Wednesday, April 9, 2008

Z-Scores and Standardized Reporting of Abnormal Echo Measurements

In what appears to be some small bit of determinism of my own, I have arrived at this point in the implementation of a data-driven, standardized echo report:

Can we use z-scores to determine the severity of abnormal findings?

Certainly, we are already doing this- with widely varying effect:

And, from my recent ad hoc survey:

To me, it seems as though there continues to be no consensus- no standardization- in spite of our obvious need.

A scientifically rigorous approach to the categorization of abnormal findings, that takes into consideration the spectrum of disease, is proposed by Vasan et al.:

We classified values of each echocardiographic variable into the following five categories based on sex- and height-specific percentiles (indicating increasing deviation from the reference limits):

  • category 0 (reference limits), value <=95th percentile of the reference sample;
  • category 1, 95th percentile of reference sample<value<=95th percentile of broad sample;
  • category 2, 95th percentile of broad sample<value<=98th percentile of broad sample;
  • category 3, 98th percentile of broad sample<value<=99th percentile of broad sample; and
  • category 4, value >99th percentile of broad sample.

What we don't yet have in pediatric echo is the benefit of their "broad sample"- the larger population that includes individuals with disease and echocardiographic abnormalities. All we have to go by are the normal patients used to construct the z-scores... and so we have to make educated guesses at what this "other" population might look like.
Here's my (somewhat) educated (and exaggerated, for effect) guess:

distrubution overlay

(typical "normal" sample in blue, speculated "broad" sample in purple)

In the absence of precise (or, for that matter, any) knowledge of the "broad sample", an approach we can still use is advocated by the authors of the Strong Heart Study:

... by the simple procedure, which we have used previously, of considering values

  • 2 to 3 standard deviations from the normal mean as mildly abnormal,
  • 3 to 4 standard deviations as moderately abnormal, and
  • >4 standard deviations as severely abnormal.

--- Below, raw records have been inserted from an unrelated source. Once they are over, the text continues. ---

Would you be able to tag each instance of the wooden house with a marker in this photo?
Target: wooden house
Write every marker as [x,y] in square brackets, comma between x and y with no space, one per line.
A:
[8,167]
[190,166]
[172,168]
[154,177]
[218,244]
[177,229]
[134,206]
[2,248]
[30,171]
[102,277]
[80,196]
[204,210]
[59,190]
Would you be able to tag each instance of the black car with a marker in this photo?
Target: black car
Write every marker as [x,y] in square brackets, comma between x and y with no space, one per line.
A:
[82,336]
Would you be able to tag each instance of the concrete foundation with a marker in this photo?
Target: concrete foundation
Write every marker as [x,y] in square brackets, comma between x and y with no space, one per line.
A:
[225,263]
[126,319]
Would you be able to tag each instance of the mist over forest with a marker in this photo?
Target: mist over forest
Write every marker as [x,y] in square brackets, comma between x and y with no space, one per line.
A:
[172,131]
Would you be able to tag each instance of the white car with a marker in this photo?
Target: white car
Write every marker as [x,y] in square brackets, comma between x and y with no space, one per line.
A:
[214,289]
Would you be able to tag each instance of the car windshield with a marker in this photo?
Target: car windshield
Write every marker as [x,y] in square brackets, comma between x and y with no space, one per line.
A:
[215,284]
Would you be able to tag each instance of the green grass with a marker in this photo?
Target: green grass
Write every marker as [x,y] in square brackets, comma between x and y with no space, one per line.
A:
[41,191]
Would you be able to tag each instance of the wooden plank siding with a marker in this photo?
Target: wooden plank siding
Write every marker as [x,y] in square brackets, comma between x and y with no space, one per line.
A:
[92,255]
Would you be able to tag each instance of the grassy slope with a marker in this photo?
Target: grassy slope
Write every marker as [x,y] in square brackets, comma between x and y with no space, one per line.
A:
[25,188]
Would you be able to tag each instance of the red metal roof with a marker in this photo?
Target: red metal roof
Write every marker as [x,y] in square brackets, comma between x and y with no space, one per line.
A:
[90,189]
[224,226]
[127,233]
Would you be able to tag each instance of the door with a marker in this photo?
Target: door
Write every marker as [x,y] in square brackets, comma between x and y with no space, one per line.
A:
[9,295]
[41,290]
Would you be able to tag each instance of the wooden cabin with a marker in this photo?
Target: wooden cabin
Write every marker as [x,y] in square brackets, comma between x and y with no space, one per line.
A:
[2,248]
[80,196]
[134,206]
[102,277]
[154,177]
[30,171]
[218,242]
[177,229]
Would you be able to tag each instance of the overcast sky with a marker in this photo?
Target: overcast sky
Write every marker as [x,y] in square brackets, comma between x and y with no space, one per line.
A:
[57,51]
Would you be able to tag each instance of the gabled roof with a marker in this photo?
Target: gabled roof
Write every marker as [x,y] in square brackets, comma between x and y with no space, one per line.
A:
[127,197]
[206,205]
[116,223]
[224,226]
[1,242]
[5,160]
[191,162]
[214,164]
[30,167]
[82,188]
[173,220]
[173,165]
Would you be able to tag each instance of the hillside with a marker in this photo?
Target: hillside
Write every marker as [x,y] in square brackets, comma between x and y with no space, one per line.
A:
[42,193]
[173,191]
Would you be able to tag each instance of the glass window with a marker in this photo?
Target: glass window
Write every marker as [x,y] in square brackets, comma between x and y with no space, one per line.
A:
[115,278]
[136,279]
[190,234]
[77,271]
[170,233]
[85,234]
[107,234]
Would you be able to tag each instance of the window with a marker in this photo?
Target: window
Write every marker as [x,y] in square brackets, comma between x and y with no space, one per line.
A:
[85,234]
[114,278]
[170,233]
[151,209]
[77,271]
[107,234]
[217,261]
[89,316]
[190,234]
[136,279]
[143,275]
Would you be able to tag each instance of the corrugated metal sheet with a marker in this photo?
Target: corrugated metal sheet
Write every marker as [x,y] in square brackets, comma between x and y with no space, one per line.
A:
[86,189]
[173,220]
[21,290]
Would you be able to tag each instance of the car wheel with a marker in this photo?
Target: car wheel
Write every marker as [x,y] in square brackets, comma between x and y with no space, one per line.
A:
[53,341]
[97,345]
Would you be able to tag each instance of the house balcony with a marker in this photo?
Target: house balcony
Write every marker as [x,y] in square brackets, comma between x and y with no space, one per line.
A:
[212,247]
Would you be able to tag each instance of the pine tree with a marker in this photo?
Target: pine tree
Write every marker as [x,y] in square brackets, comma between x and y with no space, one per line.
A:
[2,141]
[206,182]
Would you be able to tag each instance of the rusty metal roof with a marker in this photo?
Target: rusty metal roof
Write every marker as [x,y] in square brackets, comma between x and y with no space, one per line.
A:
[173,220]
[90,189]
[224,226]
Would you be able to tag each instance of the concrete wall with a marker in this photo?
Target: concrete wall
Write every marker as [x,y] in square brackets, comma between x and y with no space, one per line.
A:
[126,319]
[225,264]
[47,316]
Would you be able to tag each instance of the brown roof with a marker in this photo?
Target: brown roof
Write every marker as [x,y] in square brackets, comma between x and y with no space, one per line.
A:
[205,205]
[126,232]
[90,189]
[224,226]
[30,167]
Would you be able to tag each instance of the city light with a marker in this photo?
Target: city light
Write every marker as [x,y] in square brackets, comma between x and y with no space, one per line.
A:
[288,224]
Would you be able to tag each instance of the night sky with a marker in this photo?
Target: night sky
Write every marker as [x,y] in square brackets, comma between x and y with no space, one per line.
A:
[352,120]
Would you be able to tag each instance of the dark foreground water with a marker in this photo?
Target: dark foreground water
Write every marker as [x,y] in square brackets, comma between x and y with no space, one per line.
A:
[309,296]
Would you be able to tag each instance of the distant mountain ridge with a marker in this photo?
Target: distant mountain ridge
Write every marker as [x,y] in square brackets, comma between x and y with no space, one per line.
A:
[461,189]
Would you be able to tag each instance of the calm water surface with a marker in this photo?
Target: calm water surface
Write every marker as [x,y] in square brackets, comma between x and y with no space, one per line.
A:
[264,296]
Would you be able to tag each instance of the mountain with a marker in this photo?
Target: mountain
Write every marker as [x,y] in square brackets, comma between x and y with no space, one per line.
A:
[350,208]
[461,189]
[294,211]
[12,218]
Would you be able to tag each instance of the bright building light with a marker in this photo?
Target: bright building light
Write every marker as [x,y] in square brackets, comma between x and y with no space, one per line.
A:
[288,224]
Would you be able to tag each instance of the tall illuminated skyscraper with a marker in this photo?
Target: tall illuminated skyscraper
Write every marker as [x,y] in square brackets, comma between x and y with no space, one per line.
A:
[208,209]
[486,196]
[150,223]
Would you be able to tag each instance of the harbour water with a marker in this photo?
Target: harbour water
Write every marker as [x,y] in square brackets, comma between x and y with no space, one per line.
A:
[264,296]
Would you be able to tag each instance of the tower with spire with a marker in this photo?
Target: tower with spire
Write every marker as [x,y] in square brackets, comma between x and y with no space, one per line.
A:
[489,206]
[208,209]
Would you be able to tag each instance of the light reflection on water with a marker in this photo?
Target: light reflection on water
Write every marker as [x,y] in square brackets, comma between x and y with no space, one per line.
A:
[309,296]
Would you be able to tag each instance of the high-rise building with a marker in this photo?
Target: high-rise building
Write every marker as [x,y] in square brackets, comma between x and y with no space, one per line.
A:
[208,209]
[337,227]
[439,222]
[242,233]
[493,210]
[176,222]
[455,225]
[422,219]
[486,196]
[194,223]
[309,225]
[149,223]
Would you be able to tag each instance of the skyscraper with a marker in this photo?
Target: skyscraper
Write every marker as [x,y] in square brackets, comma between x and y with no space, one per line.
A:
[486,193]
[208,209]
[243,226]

As a simple and purely anecdotal test, let's see how two different hypothetical patients stand up to this classification- both chosen to be deliberately on the severe side of the spectrum:

  1. Infant with HLHS: BSA = 0.21; aortic root  = 0.2 cm
  2. Teenager with Marfan's: BSA = 2.0; aortic root = 5 cm

The aortic root z-scores are:

  1. -5.9
  2. +6.3

Both are appropriately classified by this scheme and easily meet criteria as severe.

Works for me, so far.

This appears to work for the ASE, as well. This same scheme was adopted by the ASE in their most recent Recommendations for Chamber Quantification.

Short of requiring subjective gradation of every measurement, and in the absence of anything better, this is what will probably be adopted in an effort to  avoid reporting errors within our echo reports. Some fine-tuning may be required to address any possible differences between the severity of hypoplasia vs. dilatation, and I would also not be surprised to discover some minor differences in how individual cardiac structures tolerate variations from the mean.

So, back to the question: Can we use z-scores to determine the severity of abnormal findings?

I think so.
What do you think? Is there a better way?